Police, Fire, Airport and Amateur Radio
There are several frequency bands that are used for public services, such as local police and fire. Unfortunately, for Berkeley-Oakland, the police, and some utilities have moved to a digital trunking system called Project 25, which is difficult to listen to without specialized software. Here's a list of some interesting frequencies you can look for:
These frequencies are taken from http://radioreference.com
Note that you may need to find the right environment to be able to see lots of signals. Lots of devices spew RF. Campus buildings, like Cory, have a tremendous amount of interference. Also, buildings can screen signals. You may need to put your antenna in a window, or take your receiver outside, in order to improve your reception.

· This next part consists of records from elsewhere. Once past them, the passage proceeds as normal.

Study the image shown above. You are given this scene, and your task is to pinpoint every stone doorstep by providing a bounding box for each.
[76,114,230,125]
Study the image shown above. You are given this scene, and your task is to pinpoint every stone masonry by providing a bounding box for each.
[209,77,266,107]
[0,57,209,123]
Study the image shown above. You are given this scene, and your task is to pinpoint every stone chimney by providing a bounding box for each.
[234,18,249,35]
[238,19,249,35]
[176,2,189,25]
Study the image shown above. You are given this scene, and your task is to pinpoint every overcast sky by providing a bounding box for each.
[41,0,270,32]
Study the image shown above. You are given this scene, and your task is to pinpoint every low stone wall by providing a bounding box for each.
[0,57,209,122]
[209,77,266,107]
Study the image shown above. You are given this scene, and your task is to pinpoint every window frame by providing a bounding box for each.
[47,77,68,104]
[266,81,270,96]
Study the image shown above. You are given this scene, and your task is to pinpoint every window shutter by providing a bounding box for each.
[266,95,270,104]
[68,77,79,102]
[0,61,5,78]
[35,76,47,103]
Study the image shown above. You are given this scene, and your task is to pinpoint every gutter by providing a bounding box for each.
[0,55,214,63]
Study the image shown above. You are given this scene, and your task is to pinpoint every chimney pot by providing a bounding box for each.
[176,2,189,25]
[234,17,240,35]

First, set your receive “Mode” pulldown to “Narrow FM”. This uses much less spectrum than commercial FM, and is commonly used for handheld communications such as police and fire. Click on any of the peaks in the upper plot. That will shift your receiver offset to that frequency. About half of the signals are digital, and will sound like dial-up modems. We'll talk about how these signals are encoded later in the class. The other half will be narrowband FM, and should be easy for you to decode. An example of narrow FM is the NOAA weather service. It's located at 162.40MHz. Tuning there, Your screen should look something like this:
Note, that there are probably more signals in the spectrum in the above figure, since its captured at my home in Moraga using a nice antenna. Here the receiver frequency is 162 MHz, and the receiver offset is +399.2 KHz, so that we are monitoring the frequency 162.3992 MHz. The frequencies won't be exactly those shown in the table, because the crystal in your SDR drifts with frequency. In fact, the frequency for NOAA weather off San Francisco should be 162.4. So this receiver has an offset of 800Hz, which is almost 5ppm. Yours might have a larger offset. I made a video a while back showing how to manually calibrate the frequency using GSM base station signal:
Another useful control is the squelch slider, labeled “SQL” on the “Receiver Controls”. Tune to a frequency that is only noise, and adjust the slider so that it just blanks the noise, and the speaker goes quiet. Then when you tune to an active frequency the signal will come through, but will blank again when the signal stops. This will annoy your roommates less!
There are lots of other frequencies where you can find narrow band FM signals. One is the police and fire band at about 154 MHz. Another are the amateur radio bands from 144-148 MHz, 220-225 MHz, and 420-450 MHz. There are many commercial users, like PG&E, right above 450 MHz. These are fun to listen to after a power failure. Another is the weather radio around 162.400 MHz, where different weather stations are separated by 25 kHz spacings.
Assignment
To show you have completed this lab, Upload a screen shot to GradeScope of some frequency band where you have found narrow band FM signals. There are lots of other interesting frequency bands out there, that use other forms of modulation. Check out 463 MHz (lots of digital radio), 930 MHz (Paging), and 856 MHz (ATT cell phones).